Neural Cellular Automata for Weakly Supervised Segmentation of White Blood Cells
This work addresses the need for efficient medical image analysis in diagnostics by reducing labeling costs, though it is incremental as it applies a known method to a specific domain.
The paper tackled the problem of segmenting white blood cells in blood smear images without extensive labeled data by proposing a weakly supervised method using neural cellular automata, achieving significant performance improvements over existing approaches on three datasets.
The detection and segmentation of white blood cells in blood smear images is a key step in medical diagnostics, supporting various downstream tasks such as automated blood cell counting, morphological analysis, cell classification, and disease diagnosis and monitoring.
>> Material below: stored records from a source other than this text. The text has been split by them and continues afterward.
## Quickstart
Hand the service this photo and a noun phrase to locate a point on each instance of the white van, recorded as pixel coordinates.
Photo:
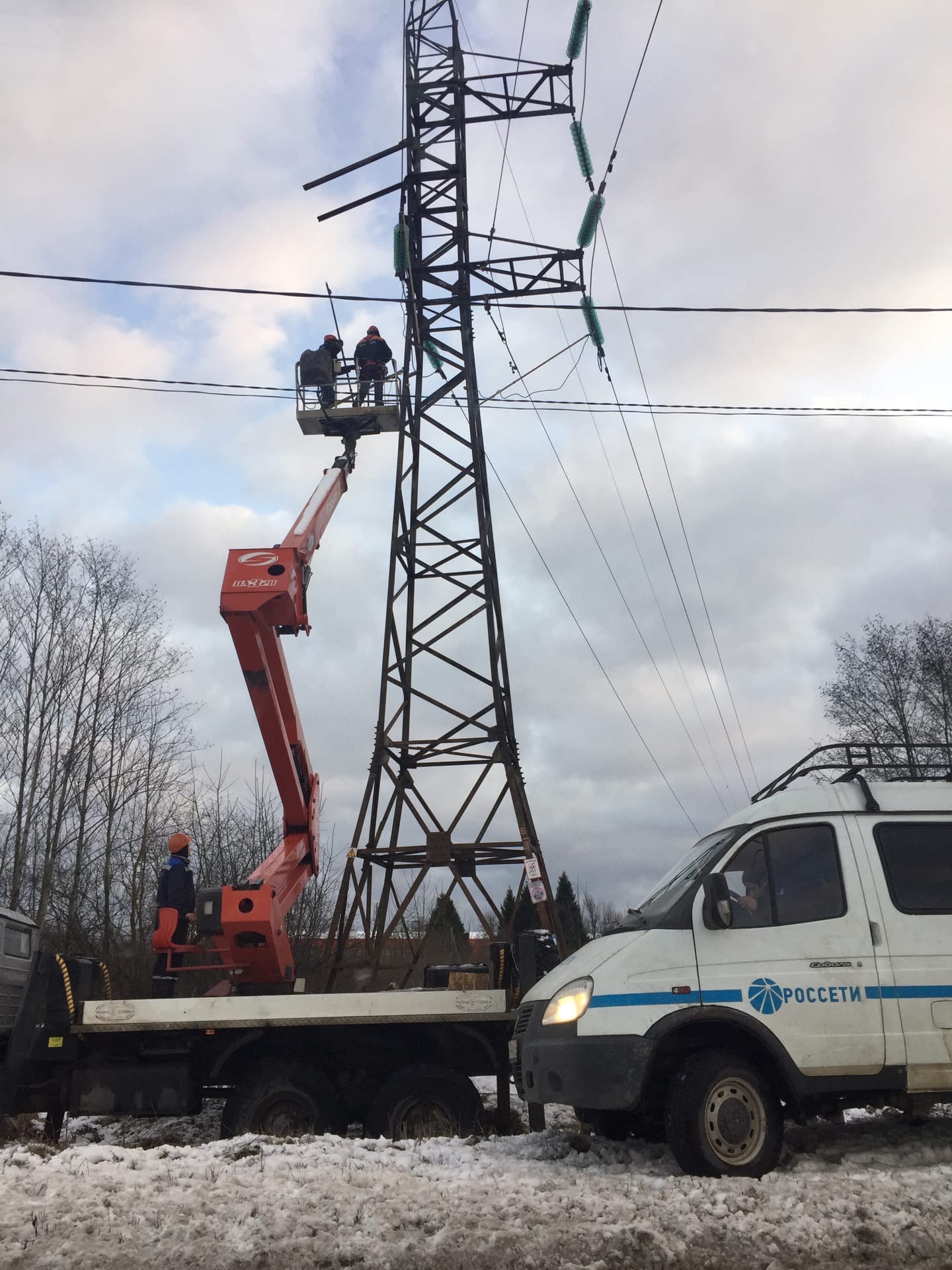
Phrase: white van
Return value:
(796, 962)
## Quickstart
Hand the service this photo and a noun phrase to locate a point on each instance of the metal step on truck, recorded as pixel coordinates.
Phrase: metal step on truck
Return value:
(795, 962)
(397, 1062)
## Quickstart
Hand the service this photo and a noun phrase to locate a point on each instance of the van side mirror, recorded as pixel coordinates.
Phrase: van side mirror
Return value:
(717, 902)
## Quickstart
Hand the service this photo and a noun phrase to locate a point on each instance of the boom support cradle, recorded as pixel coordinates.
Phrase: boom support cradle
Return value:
(263, 597)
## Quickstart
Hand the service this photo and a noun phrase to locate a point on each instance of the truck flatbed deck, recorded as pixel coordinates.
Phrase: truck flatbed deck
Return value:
(298, 1010)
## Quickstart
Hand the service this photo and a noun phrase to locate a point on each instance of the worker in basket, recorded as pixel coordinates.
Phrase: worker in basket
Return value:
(372, 356)
(177, 889)
(317, 368)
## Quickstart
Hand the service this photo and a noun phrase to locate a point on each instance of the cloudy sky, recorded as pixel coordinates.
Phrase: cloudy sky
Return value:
(779, 153)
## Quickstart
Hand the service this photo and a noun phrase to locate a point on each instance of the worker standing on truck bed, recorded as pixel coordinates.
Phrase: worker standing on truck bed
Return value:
(372, 355)
(177, 889)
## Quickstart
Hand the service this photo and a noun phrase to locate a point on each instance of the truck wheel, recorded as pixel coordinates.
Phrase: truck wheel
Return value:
(723, 1118)
(424, 1103)
(282, 1099)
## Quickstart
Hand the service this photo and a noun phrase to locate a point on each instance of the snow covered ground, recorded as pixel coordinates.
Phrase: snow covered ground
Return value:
(875, 1191)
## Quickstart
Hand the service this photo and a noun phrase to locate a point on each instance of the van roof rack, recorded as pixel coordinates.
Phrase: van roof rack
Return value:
(879, 760)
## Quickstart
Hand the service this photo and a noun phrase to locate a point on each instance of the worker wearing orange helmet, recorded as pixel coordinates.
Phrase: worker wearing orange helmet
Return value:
(317, 368)
(177, 889)
(372, 356)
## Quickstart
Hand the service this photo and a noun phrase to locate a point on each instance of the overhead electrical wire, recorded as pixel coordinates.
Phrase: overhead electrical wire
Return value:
(635, 84)
(496, 304)
(621, 592)
(526, 404)
(580, 22)
(143, 388)
(592, 650)
(506, 143)
(684, 534)
(588, 237)
(678, 588)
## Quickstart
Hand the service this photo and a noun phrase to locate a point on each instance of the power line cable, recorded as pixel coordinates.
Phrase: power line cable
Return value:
(660, 614)
(627, 107)
(619, 587)
(664, 621)
(592, 650)
(143, 379)
(496, 304)
(683, 530)
(136, 388)
(194, 286)
(506, 143)
(527, 404)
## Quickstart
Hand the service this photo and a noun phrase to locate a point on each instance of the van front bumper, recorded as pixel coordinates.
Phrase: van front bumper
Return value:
(555, 1064)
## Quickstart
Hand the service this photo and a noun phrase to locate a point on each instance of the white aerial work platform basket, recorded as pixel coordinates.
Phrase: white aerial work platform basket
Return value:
(360, 408)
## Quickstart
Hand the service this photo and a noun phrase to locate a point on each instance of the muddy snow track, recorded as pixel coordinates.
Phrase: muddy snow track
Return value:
(873, 1193)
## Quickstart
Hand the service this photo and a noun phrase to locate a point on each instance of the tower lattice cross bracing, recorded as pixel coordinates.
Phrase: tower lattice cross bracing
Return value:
(446, 789)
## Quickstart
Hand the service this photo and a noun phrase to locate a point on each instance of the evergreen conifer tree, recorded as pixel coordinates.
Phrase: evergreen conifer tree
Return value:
(526, 916)
(447, 926)
(571, 913)
(507, 911)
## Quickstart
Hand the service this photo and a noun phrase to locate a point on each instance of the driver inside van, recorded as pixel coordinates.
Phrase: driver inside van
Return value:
(754, 905)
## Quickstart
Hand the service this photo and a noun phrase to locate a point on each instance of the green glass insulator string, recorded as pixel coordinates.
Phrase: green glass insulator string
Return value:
(589, 222)
(582, 149)
(580, 24)
(592, 321)
(401, 249)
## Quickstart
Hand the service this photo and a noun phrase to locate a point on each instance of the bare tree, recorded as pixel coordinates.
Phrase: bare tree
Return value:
(894, 685)
(598, 916)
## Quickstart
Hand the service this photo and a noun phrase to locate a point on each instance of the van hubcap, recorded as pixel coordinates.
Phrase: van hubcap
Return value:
(735, 1124)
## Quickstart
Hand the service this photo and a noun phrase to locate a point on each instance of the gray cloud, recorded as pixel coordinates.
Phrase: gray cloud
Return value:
(774, 154)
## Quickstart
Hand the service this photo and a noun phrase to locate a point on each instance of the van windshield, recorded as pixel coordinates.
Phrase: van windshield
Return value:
(680, 880)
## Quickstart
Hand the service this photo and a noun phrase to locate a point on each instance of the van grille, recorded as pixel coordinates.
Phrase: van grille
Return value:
(522, 1023)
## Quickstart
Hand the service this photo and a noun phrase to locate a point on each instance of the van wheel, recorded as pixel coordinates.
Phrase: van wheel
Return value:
(282, 1099)
(723, 1118)
(424, 1103)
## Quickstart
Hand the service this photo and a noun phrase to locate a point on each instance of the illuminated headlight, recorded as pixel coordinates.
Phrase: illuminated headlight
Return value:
(571, 1003)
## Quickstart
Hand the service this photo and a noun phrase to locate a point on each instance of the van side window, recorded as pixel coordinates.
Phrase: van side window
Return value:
(917, 860)
(16, 943)
(786, 876)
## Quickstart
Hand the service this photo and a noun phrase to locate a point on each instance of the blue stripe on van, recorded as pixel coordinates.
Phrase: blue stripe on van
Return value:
(909, 992)
(645, 999)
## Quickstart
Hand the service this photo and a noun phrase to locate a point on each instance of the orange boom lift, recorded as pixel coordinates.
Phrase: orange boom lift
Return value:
(263, 597)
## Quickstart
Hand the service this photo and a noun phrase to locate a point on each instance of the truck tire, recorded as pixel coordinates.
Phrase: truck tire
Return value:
(282, 1099)
(723, 1118)
(424, 1103)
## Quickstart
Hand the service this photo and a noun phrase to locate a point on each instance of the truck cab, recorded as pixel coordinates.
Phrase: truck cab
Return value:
(797, 960)
(18, 941)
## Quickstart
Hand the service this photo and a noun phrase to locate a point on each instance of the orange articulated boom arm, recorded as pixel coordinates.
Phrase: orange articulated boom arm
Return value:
(263, 597)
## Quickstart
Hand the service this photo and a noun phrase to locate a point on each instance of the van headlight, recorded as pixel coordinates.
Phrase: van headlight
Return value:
(569, 1003)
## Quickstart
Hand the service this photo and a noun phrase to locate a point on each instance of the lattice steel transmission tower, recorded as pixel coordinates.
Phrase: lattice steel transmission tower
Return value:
(444, 788)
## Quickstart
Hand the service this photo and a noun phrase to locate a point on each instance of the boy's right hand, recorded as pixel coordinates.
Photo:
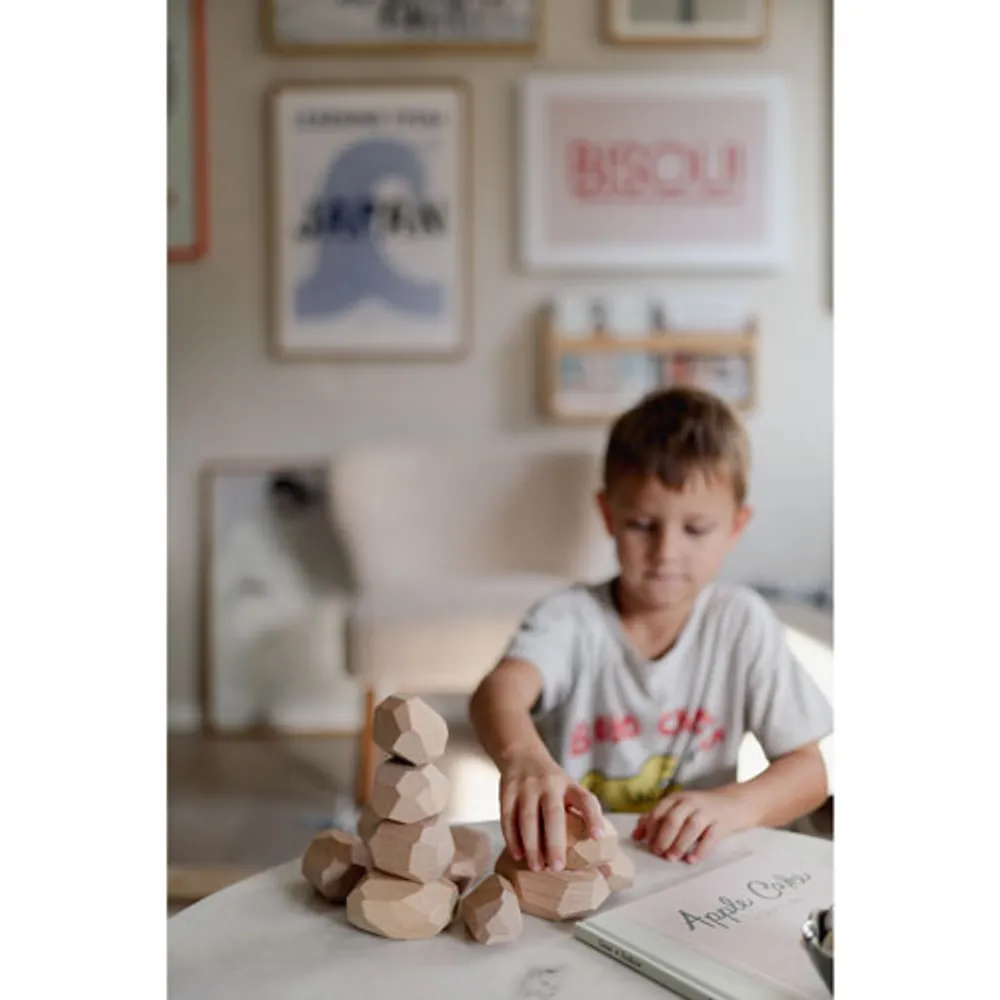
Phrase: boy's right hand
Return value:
(534, 796)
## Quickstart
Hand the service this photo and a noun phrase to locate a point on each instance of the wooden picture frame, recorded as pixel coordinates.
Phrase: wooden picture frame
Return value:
(655, 172)
(355, 274)
(681, 25)
(591, 379)
(187, 132)
(312, 30)
(271, 603)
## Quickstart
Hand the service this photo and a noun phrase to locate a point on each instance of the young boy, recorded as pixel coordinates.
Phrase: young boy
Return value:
(642, 687)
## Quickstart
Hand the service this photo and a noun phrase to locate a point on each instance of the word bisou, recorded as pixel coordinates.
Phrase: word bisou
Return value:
(730, 909)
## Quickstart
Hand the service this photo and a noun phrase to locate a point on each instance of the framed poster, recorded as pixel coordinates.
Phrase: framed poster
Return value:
(370, 211)
(686, 22)
(654, 172)
(311, 27)
(187, 163)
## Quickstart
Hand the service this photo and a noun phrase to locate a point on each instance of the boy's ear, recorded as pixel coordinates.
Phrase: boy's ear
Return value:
(743, 516)
(605, 508)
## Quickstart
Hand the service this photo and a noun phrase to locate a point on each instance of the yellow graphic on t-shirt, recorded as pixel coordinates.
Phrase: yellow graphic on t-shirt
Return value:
(640, 792)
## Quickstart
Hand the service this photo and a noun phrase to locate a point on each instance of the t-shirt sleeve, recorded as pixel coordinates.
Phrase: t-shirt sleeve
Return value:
(785, 707)
(546, 638)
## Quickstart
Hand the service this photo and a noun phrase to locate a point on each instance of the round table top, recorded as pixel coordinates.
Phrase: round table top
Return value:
(272, 936)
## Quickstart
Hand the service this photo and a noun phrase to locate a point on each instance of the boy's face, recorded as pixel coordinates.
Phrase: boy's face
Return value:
(671, 543)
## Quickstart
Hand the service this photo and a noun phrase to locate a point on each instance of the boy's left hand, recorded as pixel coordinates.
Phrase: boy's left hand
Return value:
(686, 826)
Training robust and accurate models requires large amounts of labeled data, which is both time-consuming and expensive to acquire. In this work, we propose a novel approach for weakly supervised segmentation using neural cellular automata (NCA-WSS). By leveraging the feature maps generated by NCA during classification, we can extract segmentation masks without the need for retraining with segmentation labels. We evaluate our method on three white blood cell microscopy datasets and demonstrate that NCA-WSS significantly outperforms existing weakly supervised approaches. Our work illustrates the potential of NCA for both classification and segmentation in a weakly supervised framework, providing a scalable and efficient solution for medical image analysis.